Capture the essence of autumn with this vibrant, easy-to-make apple and blackberry jam. This classic preserve balances tart berries with sweet, softened apples for the perfect spread on warm toast or scones.
Place two small saucers in the freezer; these will be used later to test if the jam has reached its setting point.
In a heavy-bottomed preserving pan, combine the chopped Bramley apples, lemon juice, and 250ml of water. Bring the mixture to a boil, then reduce the heat and simmer for 5–8 minutes until the apples have softened.
Add the blackberries and granulated sugar to the pan. Stir over low heat until the sugar has completely dissolved and no crystals remain.

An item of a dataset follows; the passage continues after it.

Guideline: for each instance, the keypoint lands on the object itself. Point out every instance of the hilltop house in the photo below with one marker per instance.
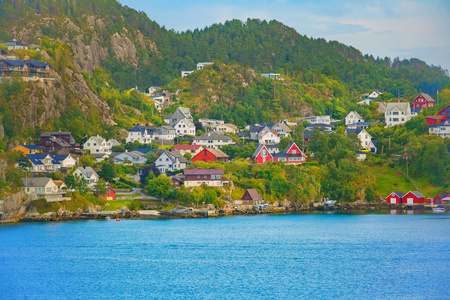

Increase the heat to medium and simmer the mixture for 30–35 minutes, stirring occasionally to prevent sticking, until the jam reaches the setting stage.
To test the set, remove a saucer from the freezer and place a small spoonful of jam onto it. Let it sit for a moment, then push it with your finger. If the surface wrinkles, the jam is ready. If not, simmer for another 5 minutes and test again.
Using a funnel, carefully ladle the hot jam into warm, sterilized jars. Seal the lids tightly once the jam has cooled. Store in the fridge for up to six months.
For the best results, use a heavy-bottomed pan to ensure even heat distribution and prevent the sugar from burning. If you prefer a smoother jam, you can lightly mash the blackberries before adding them to the pan. Always ensure your jars are thoroughly sterilized to maximize shelf life.